O Globo
Bobby Sands, irlandês, católico, militante
do IRA, morreu aos 27 anos, em maio de 1981, em consequência de uma greve de
fome de 66 dias na prisão de Maze. No 40º dia da greve de fome, foi eleito para
a Câmara dos Comuns por um distrito da Irlanda do Norte. O Reino Unido, onde
fica o mais antigo Parlamento do mundo, não vetava mandatos parlamentares de
prisioneiros que cumpriam sentença. Quando debate as implicações da crise
gerada pelo caso Daniel Silveira, o STF precisa estudar o episódio de Sands.
Silveira ocupa a extremidade de um longo fio de crise institucional desenrolado a partir do “petrolão”. No vácuo aberto pela corrupção crônica e pela Operação Lava-Jato, o STF subiu uma escadaria de incêndio e, em meio à desmoralização da elite política, reinventou-se como Poder Moderador. A aventura de concentração de poder conduziu os juízes a romper um limite constitucional sagrado, por meio do sequestro do direito de cassar mandatos parlamentares.
Tudo começou em 2016, com Eduardo Cunha,
“afastado” do mandato por liminar monocrática de Teori Zavascki e, depois,
cassado pela Câmara. A figura do “afastamento”, uma acrobacia jurídica
olímpica, foi recepcionada pela Primeira Turma do STF quando decidiu “afastar”
Aécio Neves de seu mandato, em 2017. O episódio provocou reação do Senado, que
derrubou a sentença judicial, mas não produziu um recuo conceitual da Corte
Suprema, como revelam os casos de dois Paulos, Maluf e Feijó.
O STF condenou os dois deputados e
determinou a cassação automática de seus mandatos. No caso de Maluf, nome que
se tornou quase sinônimo de corrupção, a Mesa da Câmara aceitou o veredito,
declarando a cassação sem colocá-la em votação. No de Feijó, cujo mandato
encerrou-se antes de uma deliberação final, o então presidente da Câmara,
Rodrigo Maia, recorreu ao tribunal, pedindo o reconhecimento de que só
parlamentares podem cassar mandatos. Luís Roberto Barroso, porém, extinguiu a
ação, alegando perda de objeto e circundando a questão constitucional.
Na sua escalada jurídica, o STF apoia-se no
Código Penal, que prevê a perda de direitos políticos — e, portanto, de mandato
parlamentar — de indivíduo condenado criminalmente. A interpretação choca-se
com a literalidade do Artigo 55 da Constituição, que atribui à maioria
parlamentar a prerrogativa de cassar mandatos. Mas a precedência do direito
penal sobre o constitucional serve à operação política de transmutação da Corte
Suprema em Poder Moderador.
Arthur Lira entrou com recurso na ação
engavetada por Barroso, solicitando que, finalmente, o STF analise a
constitucionalidade de seus atos de cassação de mandatos.
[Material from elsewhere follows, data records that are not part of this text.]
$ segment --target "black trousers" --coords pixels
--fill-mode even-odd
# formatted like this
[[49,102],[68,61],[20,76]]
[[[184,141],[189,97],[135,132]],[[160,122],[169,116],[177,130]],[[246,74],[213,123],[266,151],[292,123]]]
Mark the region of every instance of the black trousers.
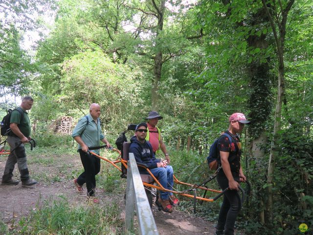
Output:
[[[228,187],[228,180],[223,172],[223,169],[219,172],[216,178],[222,190]],[[234,178],[237,181],[239,180],[238,177],[235,176]],[[236,190],[228,190],[225,192],[216,226],[217,234],[233,235],[235,222],[241,206],[240,196]]]
[[86,183],[87,196],[93,196],[95,193],[95,176],[100,172],[100,159],[93,155],[79,150],[84,171],[77,178],[77,183],[83,185]]

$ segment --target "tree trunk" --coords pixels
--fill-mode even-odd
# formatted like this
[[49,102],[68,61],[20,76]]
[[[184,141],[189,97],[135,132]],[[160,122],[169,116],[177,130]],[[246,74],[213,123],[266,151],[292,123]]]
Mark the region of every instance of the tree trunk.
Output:
[[190,136],[188,136],[187,139],[187,151],[189,151],[190,150],[190,142],[191,141],[191,138]]
[[152,2],[157,13],[157,25],[156,26],[155,46],[156,52],[155,57],[154,79],[152,82],[152,89],[151,89],[151,101],[152,109],[158,111],[158,86],[161,81],[162,65],[163,63],[162,45],[161,42],[160,42],[159,36],[160,33],[163,30],[165,0],[161,1],[160,6],[158,7],[156,5],[154,0],[152,0]]
[[179,136],[178,136],[178,138],[177,138],[177,145],[176,145],[176,150],[177,151],[179,151],[180,147],[180,137]]
[[279,154],[277,149],[278,133],[280,130],[281,121],[282,106],[283,99],[285,94],[285,82],[284,80],[284,65],[280,65],[278,71],[278,91],[277,94],[277,101],[275,110],[274,121],[274,130],[273,131],[273,139],[270,143],[270,151],[269,153],[269,160],[268,161],[268,201],[266,205],[267,214],[267,222],[271,223],[273,219],[273,179],[274,170],[275,169],[275,161]]

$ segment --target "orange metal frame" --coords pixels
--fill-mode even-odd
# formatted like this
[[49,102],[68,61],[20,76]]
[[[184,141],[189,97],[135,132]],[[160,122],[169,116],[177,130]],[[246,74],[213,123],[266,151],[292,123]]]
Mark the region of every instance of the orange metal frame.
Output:
[[[121,168],[120,167],[119,167],[117,165],[116,165],[118,163],[121,163],[122,164],[123,164],[123,165],[125,166],[125,167],[127,169],[127,161],[124,160],[123,160],[121,159],[121,151],[119,151],[118,149],[117,149],[116,148],[113,148],[112,149],[112,150],[115,151],[115,152],[117,152],[117,153],[118,153],[119,154],[119,157],[115,161],[111,161],[109,159],[108,159],[107,158],[105,158],[104,157],[102,157],[100,155],[98,155],[98,154],[96,154],[92,152],[90,152],[90,153],[92,154],[93,155],[95,156],[95,157],[96,157],[97,158],[98,158],[105,162],[107,162],[109,163],[110,163],[111,164],[112,164],[114,167],[117,168],[120,171],[122,172],[122,169],[121,169]],[[0,152],[0,155],[1,154],[10,154],[10,150],[2,150],[1,152]],[[191,195],[191,194],[188,194],[187,193],[185,193],[183,192],[178,192],[176,191],[173,191],[172,190],[169,190],[167,189],[166,188],[164,188],[163,186],[162,186],[162,185],[161,185],[161,184],[160,184],[160,183],[158,182],[158,181],[156,179],[156,177],[153,175],[153,174],[151,173],[151,172],[150,171],[150,170],[148,169],[147,168],[143,166],[140,166],[139,165],[139,166],[144,168],[146,169],[146,170],[147,170],[147,171],[148,171],[148,172],[150,174],[150,175],[151,176],[151,177],[153,178],[153,179],[154,180],[155,182],[156,182],[156,185],[154,185],[154,184],[148,184],[147,183],[145,183],[145,182],[142,182],[142,184],[143,184],[143,185],[147,186],[148,187],[151,187],[151,188],[156,188],[158,190],[160,190],[161,191],[166,191],[166,192],[172,192],[173,193],[176,193],[179,195],[181,195],[181,196],[184,196],[185,197],[190,197],[190,198],[195,198],[195,196],[193,195]],[[215,189],[212,189],[211,188],[205,188],[205,187],[197,187],[197,186],[196,185],[191,185],[190,184],[188,184],[186,183],[184,183],[184,182],[182,182],[181,181],[179,181],[177,178],[176,178],[176,177],[174,175],[174,183],[177,184],[179,184],[179,185],[185,185],[187,186],[189,186],[192,188],[199,188],[200,189],[202,189],[202,190],[207,190],[207,191],[210,191],[211,192],[217,192],[217,193],[221,193],[222,191],[219,190],[215,190]],[[214,199],[212,199],[212,198],[205,198],[204,197],[196,197],[196,198],[199,200],[201,200],[202,201],[206,201],[206,202],[213,202],[214,201]]]
[[[118,158],[117,158],[117,159],[116,159],[115,161],[111,161],[109,159],[108,159],[107,158],[105,158],[104,157],[102,157],[100,155],[98,155],[98,154],[96,154],[92,152],[90,152],[90,153],[92,154],[93,155],[95,156],[95,157],[100,158],[100,159],[105,161],[106,162],[107,162],[108,163],[110,163],[110,164],[111,164],[112,165],[113,165],[113,166],[116,168],[117,168],[117,169],[118,169],[118,170],[122,172],[122,169],[121,169],[120,167],[119,167],[118,165],[116,165],[118,163],[121,163],[122,164],[123,164],[123,165],[124,165],[124,166],[125,166],[125,167],[127,169],[127,161],[126,160],[124,160],[123,159],[122,159],[121,158],[121,152],[118,150],[118,149],[116,149],[115,148],[113,148],[112,149],[112,150],[115,152],[117,152],[119,153],[119,156],[118,157]],[[169,190],[167,189],[166,188],[164,188],[162,185],[161,185],[161,184],[160,184],[160,183],[158,182],[158,181],[156,179],[156,177],[153,175],[153,174],[151,173],[151,172],[150,171],[150,170],[148,168],[147,168],[146,167],[143,166],[140,166],[139,165],[139,166],[144,168],[146,169],[146,170],[147,170],[147,171],[148,171],[148,172],[150,174],[150,175],[151,176],[151,177],[153,178],[153,179],[154,180],[155,183],[156,183],[156,185],[154,185],[154,184],[148,184],[147,183],[145,183],[145,182],[142,182],[143,185],[147,186],[148,187],[151,187],[151,188],[156,188],[158,190],[160,190],[161,191],[166,191],[166,192],[172,192],[173,193],[176,193],[179,195],[181,195],[182,196],[184,196],[185,197],[190,197],[190,198],[195,198],[195,196],[194,195],[191,195],[191,194],[188,194],[187,193],[185,193],[184,192],[178,192],[178,191],[173,191],[173,190]],[[190,184],[187,184],[186,183],[184,183],[181,181],[179,181],[179,180],[178,180],[178,179],[176,178],[176,177],[174,175],[174,183],[175,183],[176,184],[179,184],[179,185],[186,185],[187,186],[189,186],[193,188],[197,188],[201,189],[202,189],[202,190],[207,190],[207,191],[210,191],[212,192],[217,192],[217,193],[221,193],[221,192],[222,192],[222,191],[219,190],[215,190],[215,189],[212,189],[211,188],[205,188],[205,187],[198,187],[196,185],[191,185]],[[206,201],[206,202],[213,202],[214,201],[214,200],[212,198],[205,198],[204,197],[196,197],[196,198],[199,200],[201,200],[202,201]]]

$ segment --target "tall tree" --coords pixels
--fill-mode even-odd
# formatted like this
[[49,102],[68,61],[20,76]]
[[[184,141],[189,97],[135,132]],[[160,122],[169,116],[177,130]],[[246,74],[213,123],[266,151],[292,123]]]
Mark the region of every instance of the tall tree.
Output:
[[[271,221],[273,216],[273,180],[275,169],[275,160],[279,151],[278,148],[278,135],[281,128],[281,112],[283,100],[285,92],[285,64],[284,53],[285,39],[286,34],[287,17],[294,0],[287,1],[269,0],[267,2],[262,0],[262,3],[270,23],[276,48],[276,55],[278,62],[277,100],[275,110],[273,138],[270,145],[268,168],[268,200],[266,204],[268,221]],[[278,5],[277,5],[278,3]],[[278,32],[277,32],[277,29]]]

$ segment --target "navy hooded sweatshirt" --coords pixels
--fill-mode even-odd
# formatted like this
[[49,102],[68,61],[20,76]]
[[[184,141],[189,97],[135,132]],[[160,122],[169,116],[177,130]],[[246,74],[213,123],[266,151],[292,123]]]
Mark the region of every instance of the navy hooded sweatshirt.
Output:
[[[145,140],[144,143],[142,143],[134,136],[131,139],[131,142],[132,143],[130,146],[129,152],[134,153],[137,163],[145,164],[148,169],[157,167],[156,164],[160,162],[161,160],[156,158],[152,151],[152,146],[149,141]],[[140,173],[147,173],[143,167],[139,167],[138,168]]]

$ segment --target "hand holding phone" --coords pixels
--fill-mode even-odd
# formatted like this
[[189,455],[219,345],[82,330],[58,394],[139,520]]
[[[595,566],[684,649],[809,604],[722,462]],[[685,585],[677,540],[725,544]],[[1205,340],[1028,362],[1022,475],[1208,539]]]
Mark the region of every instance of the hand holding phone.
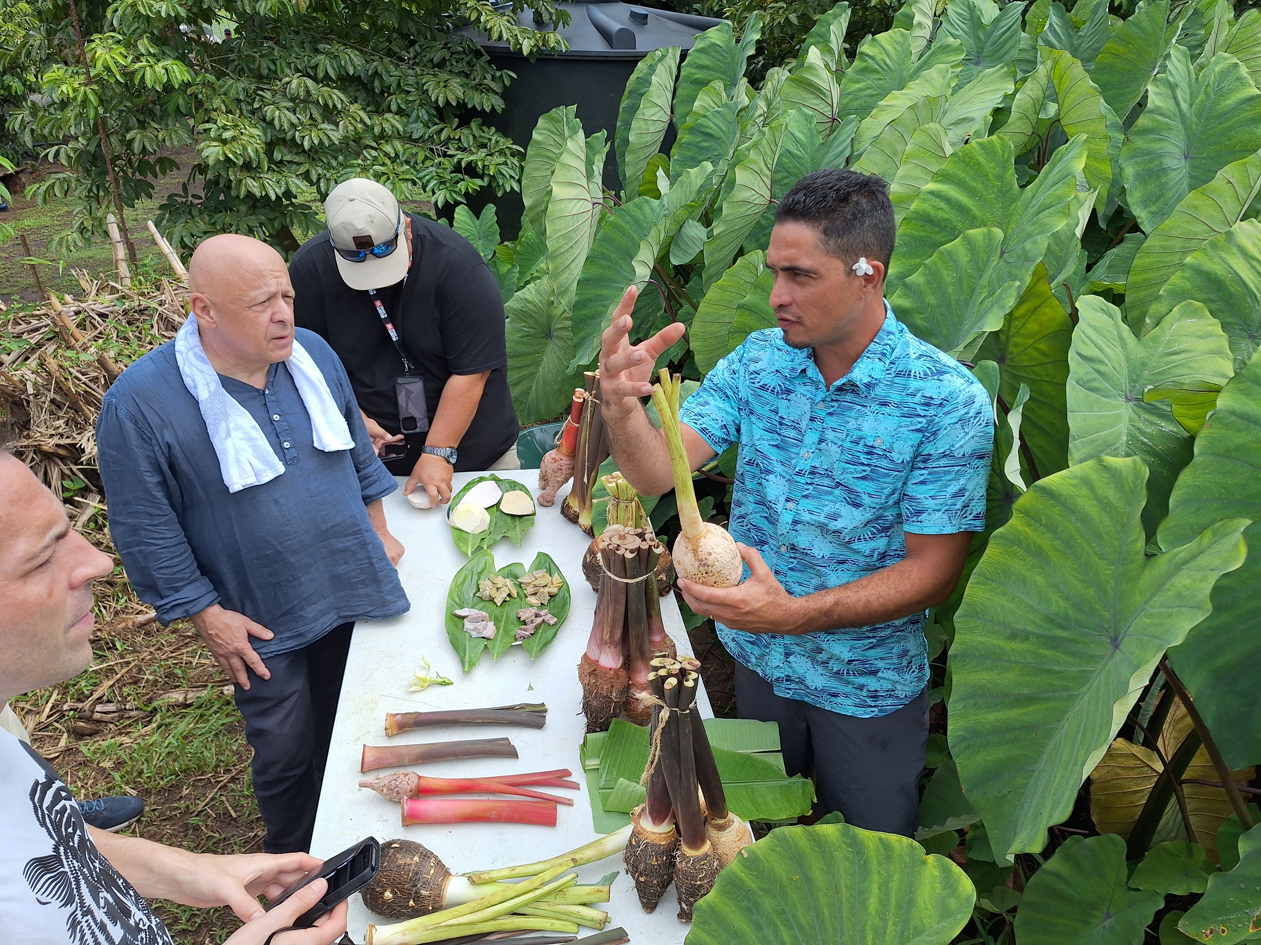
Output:
[[381,844],[376,837],[368,837],[337,856],[325,859],[319,869],[308,873],[269,902],[267,911],[270,912],[282,905],[317,879],[327,879],[328,886],[324,895],[291,922],[298,929],[310,929],[318,919],[332,912],[334,906],[344,902],[372,882],[372,877],[377,874],[380,868]]

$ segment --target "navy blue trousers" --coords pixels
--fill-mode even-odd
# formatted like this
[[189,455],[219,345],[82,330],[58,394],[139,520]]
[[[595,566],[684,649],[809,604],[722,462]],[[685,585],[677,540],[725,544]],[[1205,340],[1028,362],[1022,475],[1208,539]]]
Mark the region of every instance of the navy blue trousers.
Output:
[[353,630],[342,624],[301,649],[264,656],[271,679],[247,670],[250,688],[236,687],[267,853],[310,848]]
[[856,718],[777,696],[770,683],[735,664],[740,718],[779,723],[789,775],[816,780],[815,813],[841,811],[864,830],[914,837],[919,775],[928,748],[928,689],[879,718]]

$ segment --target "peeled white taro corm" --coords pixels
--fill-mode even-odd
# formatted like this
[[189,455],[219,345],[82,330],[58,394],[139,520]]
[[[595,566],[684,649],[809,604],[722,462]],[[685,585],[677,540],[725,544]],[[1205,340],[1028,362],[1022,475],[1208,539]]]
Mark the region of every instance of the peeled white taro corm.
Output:
[[535,500],[520,489],[504,493],[499,500],[499,512],[507,515],[533,515]]
[[[494,485],[492,483],[491,485]],[[469,534],[480,534],[491,530],[491,513],[474,501],[465,499],[451,513],[451,528],[458,528]]]
[[475,486],[464,493],[464,498],[460,499],[460,505],[464,503],[473,503],[478,508],[489,509],[503,496],[503,490],[499,489],[498,483],[493,483],[489,479],[484,483],[478,483]]

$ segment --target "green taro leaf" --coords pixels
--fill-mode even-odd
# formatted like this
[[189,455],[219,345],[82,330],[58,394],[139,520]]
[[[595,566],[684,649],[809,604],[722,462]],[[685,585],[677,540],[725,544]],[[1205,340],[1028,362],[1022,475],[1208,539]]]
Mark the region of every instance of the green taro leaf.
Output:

Afinal, quem governa?
Os representantes eleitos ou os juízes não eleitos? Porque, no fundo, ao tomar
para si o privilégio de cassar mandatos, os magistrados estão dizendo que o
governo deve ser exercido por um grupo de sábios especialistas nas leis, não
pela plebe ignara incapaz de eleger representantes dignos.
As implicações do avanço do STF sobre a
prerrogativa do Congresso emergem na hora do perdão concedido por Bolsonaro a
Silveira. O ato presidencial, que incorre em desvio de finalidade e viola o
princípio da impessoalidade da administração pública, teria tudo para ser
declarado inconstitucional. Contudo os juízes viram-se politicamente isolados, carentes
de apoio entre os congressistas, que usam a oportunidade para se vingar das
afrontas da Corte Suprema. Por terem, antes, ultrapassado as fronteiras de suas
competências, os magistrados descobrem-se, agora, impotentes para exercer suas
funções legítimas de controle constitucional.
O episódio de Bobby Sands ilumina um pilar
fundamental do sistema democrático: a separação entre a esfera jurídica,
domínio dos tribunais, e a esfera política, domínio da representação popular.
Os juízes detêm o privilégio de sentenciar e mandar prender. Os eleitores
mantêm a prerrogativa exclusiva de eleger (e cassar) seus representantes,
inclusive condenados cumprindo pena de prisão. Os 11 magistrados supremos têm
algo a aprender com a história da vida breve daquele irlandês.